The dates and topics of discussion are as follows:
Wednesday 24 September @ 17h30 – A Review of Stieglerian Terminology: An overview of terminology, and thus, of the concepts themselves. This will be very useful to anyone new to Stiegler’s writings.
Wednesday 15 October @ 17h30 – Stiegler and Heidegger: How, if at all, has Stiegler developed Heidegger’s theories?
Wednesday 29 October @ 17h30 – Stiegler and the Frankfurt School: How has Stiegler progressed and extended the Frankfurt Schools tradition of cultural critique?
We look forward to discussing the topics with everyone.
Below is the inaugural Digital Studies conversation between IRI (Institute of Research and Innovation), Paris, and GradCAM (Graduate School of Creative Arts and Media), Dublin. The atelier took place on 12 May 2014. The conversation revolves primarily around Bernard Stiegler’s philosophical concept of the Pharmakon.
The two texts that were used to catalyse the conversation were the introduction to Technics and Time 1 (Pages 1–18), and “A rational theory of Miracles: On Pharmacology and Transindividuation” (An Interview with Bernard Stiegler). It is possible to annotate the video on line if you have an account on the Lignes de Temps platform.
The sound quality is not great at the Dublin end, because the conference was conducted over Google Hangouts. Nevertheless it is audible and we intend to improve this in the future.
A new Digital Studies Seminar that encompasses participation from GradCAM@DIT and ATRL & DAH @TCD started on Thursday 13 March 2014, in the Longroom Hub, Trinity College.
Starting in the autumn of 2014 the seminar will meet regularly with a view to discussing a text circulated several weeks in advance of the meeting. The seminar is affiliated with the Digital Studies Network inaugurated by the Institute for Research and Innovation, at the Pompidou Centre, in Paris, with a view to building an international forum for cultural critique and debate.
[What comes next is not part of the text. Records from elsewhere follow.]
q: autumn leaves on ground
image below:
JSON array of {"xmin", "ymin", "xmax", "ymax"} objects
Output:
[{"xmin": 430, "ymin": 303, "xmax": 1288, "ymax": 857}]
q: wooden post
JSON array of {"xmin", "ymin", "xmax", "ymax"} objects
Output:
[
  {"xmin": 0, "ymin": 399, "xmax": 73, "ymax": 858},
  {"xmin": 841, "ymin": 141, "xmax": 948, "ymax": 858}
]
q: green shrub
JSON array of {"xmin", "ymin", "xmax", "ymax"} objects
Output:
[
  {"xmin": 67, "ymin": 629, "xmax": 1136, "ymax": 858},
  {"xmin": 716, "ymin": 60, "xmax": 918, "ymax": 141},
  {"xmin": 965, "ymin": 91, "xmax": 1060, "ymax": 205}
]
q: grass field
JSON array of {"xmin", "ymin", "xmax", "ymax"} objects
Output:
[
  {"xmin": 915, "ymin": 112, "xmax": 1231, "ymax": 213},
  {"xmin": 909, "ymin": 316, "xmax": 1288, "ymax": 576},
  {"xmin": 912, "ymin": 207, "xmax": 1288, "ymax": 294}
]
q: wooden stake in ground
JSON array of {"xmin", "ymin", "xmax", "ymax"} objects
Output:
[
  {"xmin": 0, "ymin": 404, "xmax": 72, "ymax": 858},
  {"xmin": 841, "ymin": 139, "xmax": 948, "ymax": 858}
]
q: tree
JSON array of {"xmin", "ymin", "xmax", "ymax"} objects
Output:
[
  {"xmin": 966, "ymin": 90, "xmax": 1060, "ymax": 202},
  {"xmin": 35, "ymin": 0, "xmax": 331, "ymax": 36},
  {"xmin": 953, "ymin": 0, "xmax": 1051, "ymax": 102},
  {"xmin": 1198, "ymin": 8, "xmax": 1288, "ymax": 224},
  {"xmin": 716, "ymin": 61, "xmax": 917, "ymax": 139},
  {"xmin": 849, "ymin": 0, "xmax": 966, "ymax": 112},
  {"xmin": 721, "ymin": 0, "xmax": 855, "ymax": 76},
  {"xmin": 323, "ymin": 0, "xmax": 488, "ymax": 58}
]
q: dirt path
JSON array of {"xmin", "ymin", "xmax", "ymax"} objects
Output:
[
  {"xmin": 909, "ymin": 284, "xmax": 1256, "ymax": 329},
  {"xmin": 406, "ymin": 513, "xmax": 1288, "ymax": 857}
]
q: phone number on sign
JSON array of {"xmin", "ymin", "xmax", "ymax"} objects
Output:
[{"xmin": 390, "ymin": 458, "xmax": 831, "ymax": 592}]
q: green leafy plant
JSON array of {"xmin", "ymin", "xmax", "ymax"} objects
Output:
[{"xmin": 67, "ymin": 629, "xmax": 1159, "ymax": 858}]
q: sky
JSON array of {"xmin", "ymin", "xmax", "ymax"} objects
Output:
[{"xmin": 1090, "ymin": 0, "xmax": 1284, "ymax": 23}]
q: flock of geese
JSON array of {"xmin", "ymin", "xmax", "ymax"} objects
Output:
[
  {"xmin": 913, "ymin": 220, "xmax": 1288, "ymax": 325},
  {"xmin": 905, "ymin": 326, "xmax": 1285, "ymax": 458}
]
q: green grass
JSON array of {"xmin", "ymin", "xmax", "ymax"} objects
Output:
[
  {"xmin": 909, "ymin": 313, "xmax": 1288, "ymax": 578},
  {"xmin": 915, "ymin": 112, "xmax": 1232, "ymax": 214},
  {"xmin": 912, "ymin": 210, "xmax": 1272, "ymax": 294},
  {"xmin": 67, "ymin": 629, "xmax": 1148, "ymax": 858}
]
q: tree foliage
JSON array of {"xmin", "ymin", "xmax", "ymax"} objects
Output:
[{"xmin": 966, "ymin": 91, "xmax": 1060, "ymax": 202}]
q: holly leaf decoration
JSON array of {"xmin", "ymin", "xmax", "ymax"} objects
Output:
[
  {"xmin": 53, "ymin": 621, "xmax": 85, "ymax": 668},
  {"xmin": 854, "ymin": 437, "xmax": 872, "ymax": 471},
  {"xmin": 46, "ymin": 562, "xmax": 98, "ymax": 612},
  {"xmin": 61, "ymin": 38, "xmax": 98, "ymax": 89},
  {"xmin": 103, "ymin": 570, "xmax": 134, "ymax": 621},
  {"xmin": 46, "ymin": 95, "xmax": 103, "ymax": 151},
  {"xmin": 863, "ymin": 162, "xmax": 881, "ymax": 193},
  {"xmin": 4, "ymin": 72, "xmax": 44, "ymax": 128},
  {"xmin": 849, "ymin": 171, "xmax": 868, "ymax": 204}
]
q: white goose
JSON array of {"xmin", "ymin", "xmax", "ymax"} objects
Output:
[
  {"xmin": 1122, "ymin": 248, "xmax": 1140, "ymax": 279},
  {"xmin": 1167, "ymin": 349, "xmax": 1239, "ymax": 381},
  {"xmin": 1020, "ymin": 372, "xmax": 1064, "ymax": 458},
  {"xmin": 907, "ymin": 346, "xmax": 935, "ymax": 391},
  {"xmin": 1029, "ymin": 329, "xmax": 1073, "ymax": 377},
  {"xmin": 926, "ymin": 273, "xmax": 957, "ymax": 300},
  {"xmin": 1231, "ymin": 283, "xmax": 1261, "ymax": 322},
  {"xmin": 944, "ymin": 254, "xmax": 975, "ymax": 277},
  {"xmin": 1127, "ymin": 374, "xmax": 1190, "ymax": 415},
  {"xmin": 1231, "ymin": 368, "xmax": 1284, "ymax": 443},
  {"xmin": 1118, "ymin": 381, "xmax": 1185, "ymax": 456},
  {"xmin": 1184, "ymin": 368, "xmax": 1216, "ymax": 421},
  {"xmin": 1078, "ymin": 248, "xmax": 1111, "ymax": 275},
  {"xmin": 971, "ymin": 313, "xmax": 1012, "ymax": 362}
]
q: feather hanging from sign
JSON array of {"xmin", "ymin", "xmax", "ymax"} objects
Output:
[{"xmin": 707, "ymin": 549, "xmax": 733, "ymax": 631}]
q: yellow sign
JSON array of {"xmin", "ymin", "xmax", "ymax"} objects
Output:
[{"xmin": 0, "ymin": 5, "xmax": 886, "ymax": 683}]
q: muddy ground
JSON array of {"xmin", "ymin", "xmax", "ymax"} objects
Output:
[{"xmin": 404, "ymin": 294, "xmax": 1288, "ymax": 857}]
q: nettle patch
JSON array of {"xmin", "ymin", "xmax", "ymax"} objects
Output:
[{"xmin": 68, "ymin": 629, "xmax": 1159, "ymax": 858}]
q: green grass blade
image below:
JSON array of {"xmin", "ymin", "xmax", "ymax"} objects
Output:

The outcome of the seminar will be a joint publication.
The goal of the seminar is:
- To promote transdisciplinary discussions in relation to a new field of inquiry entitled ‘Digital Studies’; Digital Studies is understood as including the impact of digital technologies on the construction of epistemology in techno-scientific domains as well as new areas of humanities research.
- To explore the implications of Digital Studies as a praxis and as a means of reharnessing digital technologies for therapeutic means through new modes of editorialisation, new modes of teaching, new modes of research and new modes of artistic expression.
- To found an annual international and bilingual publication / journal relating to findings discussed in the discourse.